Using a novel technique, scientists have observed a “baby planet” being formed nearly 450 light years away. When new planets absorb nearby gases and dust they get hot. A strange light is emitted as a result and that has allowed researchers to watch a distant exoplanet as it is being formed. The plant is circling a star dubbed LkCa 15 and was discovered by astronomers Adam Kraus and Michael Ireland using the Keck II telescope. Named LkCa 15b, and in orbit in a system with two other planets (aptly named LkCa 15c and LkCa 15d), the protoplanet’s star has been observed with an unusual accretion disk that has a gap in it. This fact leads the astronomers to conclude that a planet is solidifying inside the disk, accreting dust and debris to add to its mass.

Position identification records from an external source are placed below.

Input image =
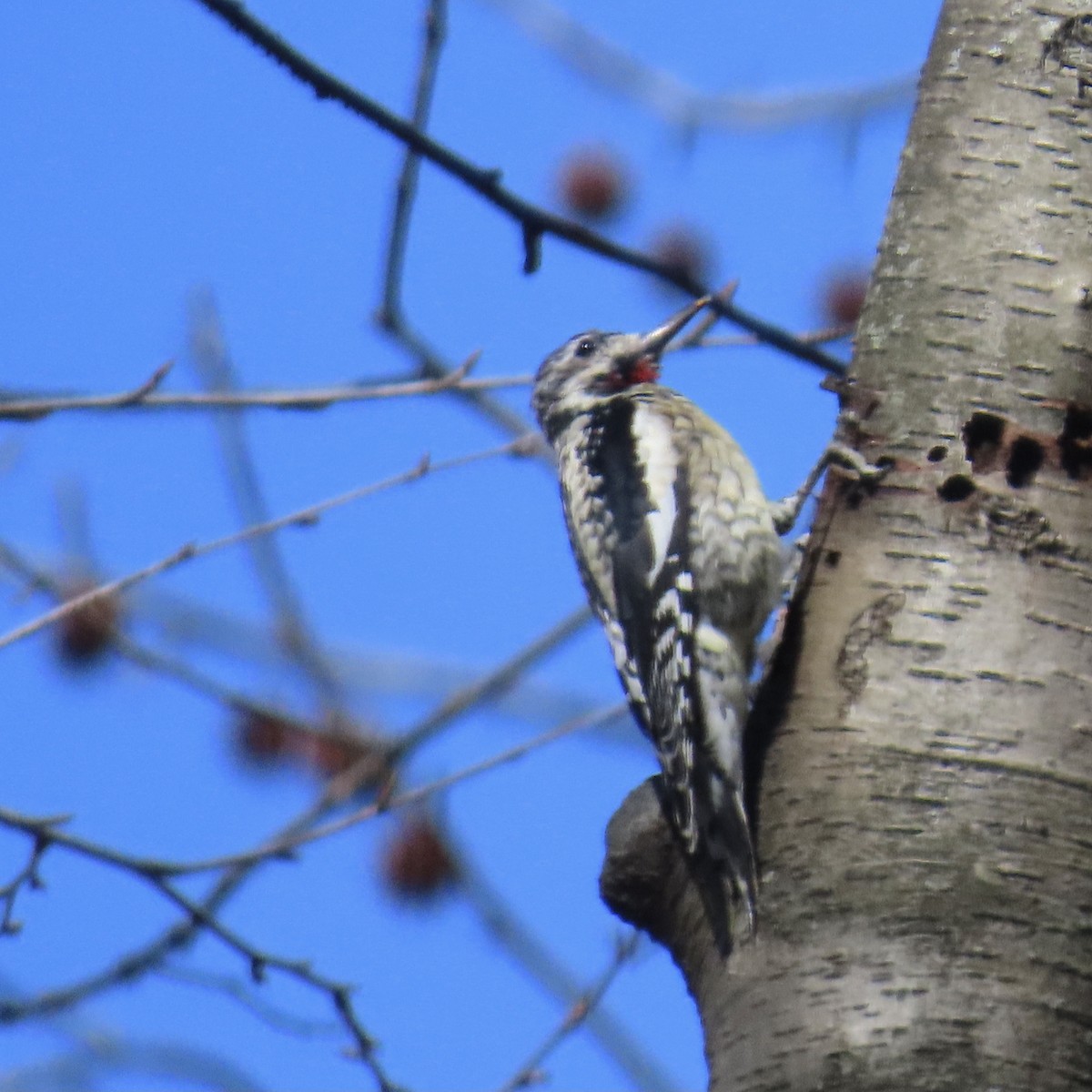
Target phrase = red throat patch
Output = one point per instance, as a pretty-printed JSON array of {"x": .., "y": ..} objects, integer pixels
[{"x": 645, "y": 370}]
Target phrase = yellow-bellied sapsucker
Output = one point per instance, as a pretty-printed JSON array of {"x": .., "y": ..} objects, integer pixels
[{"x": 678, "y": 551}]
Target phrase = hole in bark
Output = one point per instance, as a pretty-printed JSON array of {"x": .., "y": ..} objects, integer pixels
[
  {"x": 1075, "y": 443},
  {"x": 956, "y": 487},
  {"x": 982, "y": 437},
  {"x": 1026, "y": 458}
]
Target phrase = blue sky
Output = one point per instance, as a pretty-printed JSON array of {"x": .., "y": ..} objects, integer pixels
[{"x": 148, "y": 151}]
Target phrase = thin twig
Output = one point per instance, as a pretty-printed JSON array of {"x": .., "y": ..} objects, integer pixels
[
  {"x": 391, "y": 314},
  {"x": 25, "y": 410},
  {"x": 304, "y": 517},
  {"x": 258, "y": 960},
  {"x": 268, "y": 1015},
  {"x": 208, "y": 350},
  {"x": 282, "y": 846},
  {"x": 582, "y": 1010},
  {"x": 534, "y": 222},
  {"x": 492, "y": 683},
  {"x": 603, "y": 63}
]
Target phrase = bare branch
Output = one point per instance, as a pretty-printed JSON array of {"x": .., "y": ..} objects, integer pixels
[
  {"x": 580, "y": 1013},
  {"x": 15, "y": 409},
  {"x": 208, "y": 350},
  {"x": 45, "y": 834},
  {"x": 304, "y": 517},
  {"x": 532, "y": 219},
  {"x": 283, "y": 845},
  {"x": 497, "y": 682},
  {"x": 603, "y": 63},
  {"x": 233, "y": 987}
]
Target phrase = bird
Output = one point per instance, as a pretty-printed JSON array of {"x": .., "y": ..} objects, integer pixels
[{"x": 680, "y": 554}]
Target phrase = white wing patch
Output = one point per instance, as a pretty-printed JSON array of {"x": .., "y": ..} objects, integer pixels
[{"x": 655, "y": 450}]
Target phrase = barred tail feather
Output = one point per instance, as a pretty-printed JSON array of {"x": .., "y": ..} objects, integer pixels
[{"x": 727, "y": 835}]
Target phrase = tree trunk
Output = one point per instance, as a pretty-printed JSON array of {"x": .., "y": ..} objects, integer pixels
[{"x": 925, "y": 798}]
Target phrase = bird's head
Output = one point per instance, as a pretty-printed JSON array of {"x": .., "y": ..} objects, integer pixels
[{"x": 594, "y": 366}]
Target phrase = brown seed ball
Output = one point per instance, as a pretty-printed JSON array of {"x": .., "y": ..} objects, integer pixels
[
  {"x": 85, "y": 634},
  {"x": 844, "y": 296},
  {"x": 263, "y": 740},
  {"x": 592, "y": 184},
  {"x": 685, "y": 250},
  {"x": 418, "y": 863}
]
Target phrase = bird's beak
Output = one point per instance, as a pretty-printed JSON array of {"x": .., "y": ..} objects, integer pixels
[{"x": 655, "y": 341}]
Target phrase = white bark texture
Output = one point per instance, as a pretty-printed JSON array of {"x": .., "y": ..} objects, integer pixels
[{"x": 924, "y": 797}]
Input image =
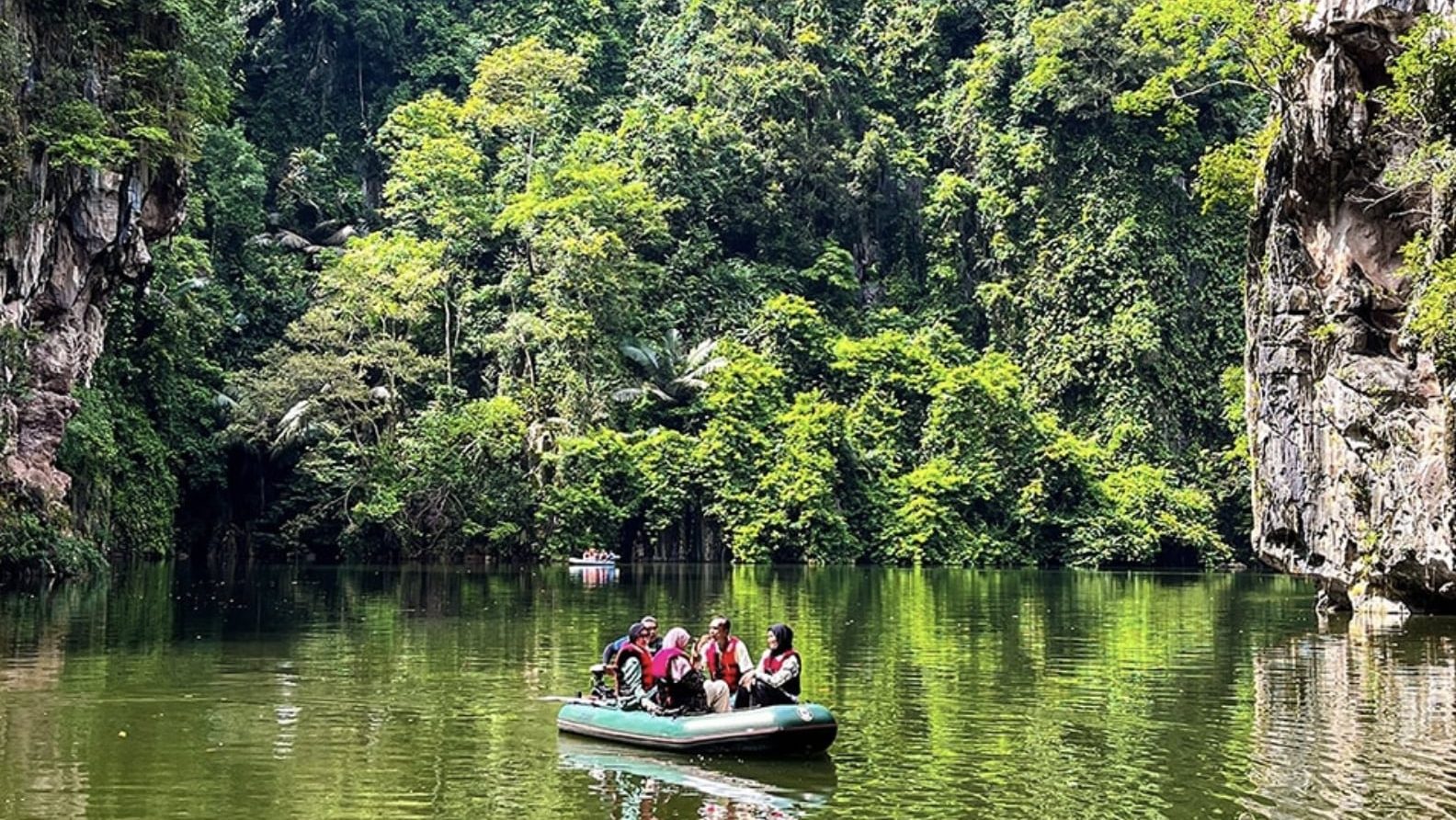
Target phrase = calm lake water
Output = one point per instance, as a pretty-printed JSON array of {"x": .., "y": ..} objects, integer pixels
[{"x": 360, "y": 692}]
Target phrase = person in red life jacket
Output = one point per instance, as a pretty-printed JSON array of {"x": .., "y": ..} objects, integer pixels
[
  {"x": 777, "y": 680},
  {"x": 678, "y": 683},
  {"x": 725, "y": 657},
  {"x": 633, "y": 666}
]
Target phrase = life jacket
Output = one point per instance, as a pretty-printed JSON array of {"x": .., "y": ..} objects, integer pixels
[
  {"x": 772, "y": 665},
  {"x": 724, "y": 665},
  {"x": 643, "y": 657},
  {"x": 682, "y": 693}
]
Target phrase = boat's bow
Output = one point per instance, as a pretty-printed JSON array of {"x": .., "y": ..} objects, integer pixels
[{"x": 801, "y": 728}]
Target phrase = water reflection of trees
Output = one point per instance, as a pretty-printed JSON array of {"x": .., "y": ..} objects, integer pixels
[
  {"x": 643, "y": 785},
  {"x": 1356, "y": 722},
  {"x": 336, "y": 692}
]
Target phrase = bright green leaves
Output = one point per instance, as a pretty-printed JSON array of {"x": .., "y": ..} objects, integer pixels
[
  {"x": 436, "y": 184},
  {"x": 523, "y": 91},
  {"x": 389, "y": 281},
  {"x": 455, "y": 481},
  {"x": 1201, "y": 45}
]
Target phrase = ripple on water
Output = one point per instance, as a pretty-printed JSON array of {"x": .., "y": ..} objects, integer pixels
[{"x": 398, "y": 693}]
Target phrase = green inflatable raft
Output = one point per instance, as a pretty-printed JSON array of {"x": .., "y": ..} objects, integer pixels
[{"x": 802, "y": 728}]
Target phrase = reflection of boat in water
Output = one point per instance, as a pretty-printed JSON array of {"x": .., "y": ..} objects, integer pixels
[
  {"x": 595, "y": 575},
  {"x": 772, "y": 788},
  {"x": 802, "y": 728}
]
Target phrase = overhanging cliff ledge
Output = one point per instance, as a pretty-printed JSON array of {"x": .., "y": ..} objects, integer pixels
[
  {"x": 94, "y": 127},
  {"x": 1350, "y": 418}
]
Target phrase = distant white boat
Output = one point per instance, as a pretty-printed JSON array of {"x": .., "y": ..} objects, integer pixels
[{"x": 591, "y": 561}]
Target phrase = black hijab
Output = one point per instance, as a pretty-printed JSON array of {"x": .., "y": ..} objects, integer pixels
[{"x": 783, "y": 635}]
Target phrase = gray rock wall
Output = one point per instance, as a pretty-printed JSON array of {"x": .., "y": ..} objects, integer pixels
[
  {"x": 70, "y": 236},
  {"x": 1350, "y": 427}
]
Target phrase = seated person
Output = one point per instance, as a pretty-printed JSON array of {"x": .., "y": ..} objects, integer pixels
[
  {"x": 777, "y": 680},
  {"x": 724, "y": 655},
  {"x": 678, "y": 685},
  {"x": 635, "y": 680},
  {"x": 609, "y": 655}
]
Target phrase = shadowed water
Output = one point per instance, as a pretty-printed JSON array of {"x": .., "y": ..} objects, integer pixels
[{"x": 319, "y": 692}]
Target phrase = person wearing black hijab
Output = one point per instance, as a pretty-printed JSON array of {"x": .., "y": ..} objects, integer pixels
[{"x": 777, "y": 679}]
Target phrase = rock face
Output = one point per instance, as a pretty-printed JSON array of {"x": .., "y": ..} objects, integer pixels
[
  {"x": 1350, "y": 426},
  {"x": 70, "y": 236}
]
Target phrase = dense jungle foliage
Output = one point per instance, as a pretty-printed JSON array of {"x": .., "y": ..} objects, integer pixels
[{"x": 814, "y": 279}]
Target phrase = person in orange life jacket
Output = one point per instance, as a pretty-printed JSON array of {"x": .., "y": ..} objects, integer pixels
[
  {"x": 725, "y": 657},
  {"x": 633, "y": 665},
  {"x": 678, "y": 683},
  {"x": 777, "y": 680},
  {"x": 609, "y": 653}
]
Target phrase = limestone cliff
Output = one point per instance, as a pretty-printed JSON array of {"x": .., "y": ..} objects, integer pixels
[
  {"x": 73, "y": 232},
  {"x": 1350, "y": 426}
]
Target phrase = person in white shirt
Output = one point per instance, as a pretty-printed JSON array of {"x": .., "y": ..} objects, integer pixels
[{"x": 725, "y": 658}]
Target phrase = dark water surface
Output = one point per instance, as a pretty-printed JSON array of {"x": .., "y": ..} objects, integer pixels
[{"x": 321, "y": 692}]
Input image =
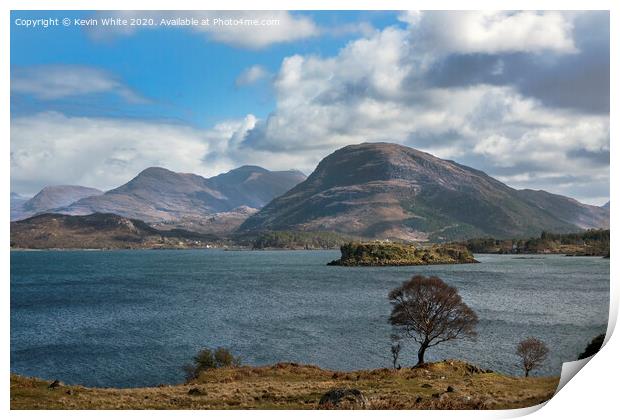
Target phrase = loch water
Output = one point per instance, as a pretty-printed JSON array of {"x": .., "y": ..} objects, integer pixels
[{"x": 135, "y": 317}]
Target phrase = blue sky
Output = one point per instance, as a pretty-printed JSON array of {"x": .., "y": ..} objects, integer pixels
[
  {"x": 184, "y": 77},
  {"x": 523, "y": 96}
]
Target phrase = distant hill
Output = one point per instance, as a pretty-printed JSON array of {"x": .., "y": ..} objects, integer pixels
[
  {"x": 97, "y": 231},
  {"x": 568, "y": 209},
  {"x": 157, "y": 194},
  {"x": 17, "y": 205},
  {"x": 384, "y": 190},
  {"x": 49, "y": 198}
]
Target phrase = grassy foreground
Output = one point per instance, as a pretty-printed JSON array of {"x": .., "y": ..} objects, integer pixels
[{"x": 292, "y": 386}]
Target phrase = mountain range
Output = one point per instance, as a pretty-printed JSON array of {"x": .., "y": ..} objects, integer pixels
[
  {"x": 369, "y": 190},
  {"x": 157, "y": 195},
  {"x": 389, "y": 191},
  {"x": 49, "y": 198}
]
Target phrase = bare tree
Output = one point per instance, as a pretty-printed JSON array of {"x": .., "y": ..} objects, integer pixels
[
  {"x": 430, "y": 312},
  {"x": 533, "y": 353},
  {"x": 395, "y": 349}
]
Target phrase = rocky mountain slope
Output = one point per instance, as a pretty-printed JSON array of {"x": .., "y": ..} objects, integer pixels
[
  {"x": 157, "y": 194},
  {"x": 383, "y": 190},
  {"x": 49, "y": 198},
  {"x": 17, "y": 205},
  {"x": 97, "y": 231}
]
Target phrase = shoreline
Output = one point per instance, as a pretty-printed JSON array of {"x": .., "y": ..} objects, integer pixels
[{"x": 446, "y": 384}]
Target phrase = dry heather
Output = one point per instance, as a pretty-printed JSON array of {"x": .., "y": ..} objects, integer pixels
[{"x": 443, "y": 385}]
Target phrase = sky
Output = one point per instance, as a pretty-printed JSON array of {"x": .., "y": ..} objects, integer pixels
[{"x": 522, "y": 96}]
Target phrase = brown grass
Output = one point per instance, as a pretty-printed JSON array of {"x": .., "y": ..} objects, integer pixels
[{"x": 292, "y": 386}]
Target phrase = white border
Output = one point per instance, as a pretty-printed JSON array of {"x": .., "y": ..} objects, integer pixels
[{"x": 592, "y": 395}]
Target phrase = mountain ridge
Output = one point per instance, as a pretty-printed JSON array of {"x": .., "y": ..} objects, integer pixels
[
  {"x": 390, "y": 191},
  {"x": 158, "y": 194}
]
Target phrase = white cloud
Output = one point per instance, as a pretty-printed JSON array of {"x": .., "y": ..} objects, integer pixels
[
  {"x": 492, "y": 32},
  {"x": 251, "y": 75},
  {"x": 374, "y": 90},
  {"x": 49, "y": 82},
  {"x": 273, "y": 26},
  {"x": 51, "y": 148}
]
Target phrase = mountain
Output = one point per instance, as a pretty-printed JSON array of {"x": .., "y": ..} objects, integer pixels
[
  {"x": 97, "y": 231},
  {"x": 383, "y": 190},
  {"x": 56, "y": 196},
  {"x": 157, "y": 194},
  {"x": 216, "y": 223},
  {"x": 568, "y": 209},
  {"x": 17, "y": 205},
  {"x": 49, "y": 198}
]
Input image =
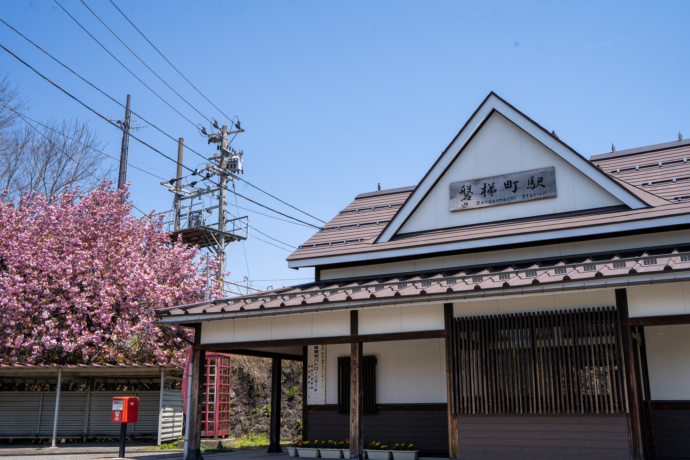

Researchers used telescopes in Chile and California to observe a deep red light that hydrogen atoms emit when they’re pulled across a planet’s magnetosphere when it absorbs nearby gases and dust. In the case of protoplanet LkCa 15 b, hydrogen atoms were heated up to nearly 10,000 degrees Celsius (18,000 Fahrenheit). The high temperatures caused them to transmit energy in the form of H-alpha (Hα) photons, which can be seen by telescopes on Earth.”Our new observations support that view. We are just now being able to image objects that are close to and much fainter than a nearby star,” said team member Stephanie Sallum, a Ph.D. student in astronomy at the University of Arizona, and lead author of the research. “That’s because of astronomers at the University of Arizona (UA) who have developed the instruments and techniques that make that difficult observation possible.”
“When you look through the Earth’s atmosphere, what you’re seeing is cold and hot air mixing in a turbulent way that makes stars shimmer,” said team member Professor Close of the University of Arizona. “To a big telescope, it’s a fairly dramatic thing, you see a horrible looking image.” The images have been made possible specifically because the Large Binocular Telescope was purpose-built using a novel imaging technique to overcome these atmospheric distortions, and that the MagAO instrument was able to capture the spectral fingerprint emitted at a specific wavelength of light that LkCa 15 and its planets emit as they grow. This is the first time we’ve imaged a planet that is definitely still in the process of forming,” said Professor Peter Tuthill from the School of Physics at the University of Sydney, and another contributing team member. “The difficulty had been that when you have indirect evidence, there are always alternate explanations that might fit the data.”
“This is the first time that we’ve imaged a planet that we can say is still forming,” said Stephanie Sallum, a UA graduate student who, with Kate Follette, a former UA graduate student now doing post-doctoral work at Stanford University, led the research. “No one has successfully and unambiguously detected a forming planet before,” Follette says. “There have always been alternate explanations, but in this case we’ve taken a direct picture, and it’s hard to dispute that.”
To make an already very impressive find even more impressive, of the 2,000 or so known exoplanets in the universe, only 10 have ever been imaged and they were all fully formed. The reason we selected this system is because it’s built around a very young star that has material left over from the star-formation process,” Follette said. “It’s like a big doughnut. This system is special because it’s one of a handful of discs that has a solar-system size gap in it. And one of the ways to create that gap is to have planets forming in there.”
The two graduates’ advisers verified the findings using Magellan’s adaptive optics system to capture the planet’s “hydrogen alpha” spectral fingerprint, the specific wavelength of light that LkCa15 and its planets emit as they grow. Cosmic objects are extremely hot as they’re forming and because they’re forming from hydrogen they all glow dark red, which is a particular wavelength of light referred to as H-alpha by scientists. “That single dark shade of red light is emitted by both the planet and the star as they undergo the same growing process,” Follette said. “We were able to separate the light of the faint planet from the light of the much brighter star and to see that they were both growing and glowing in this very distinct shade of red.” This new discovery could prove invaluable to astronomers studying how many trillions of tiny particles of dust can accrete to form massive planets, given that much of the mechanics prior to this observation were largely based on hypotheses and guesswork.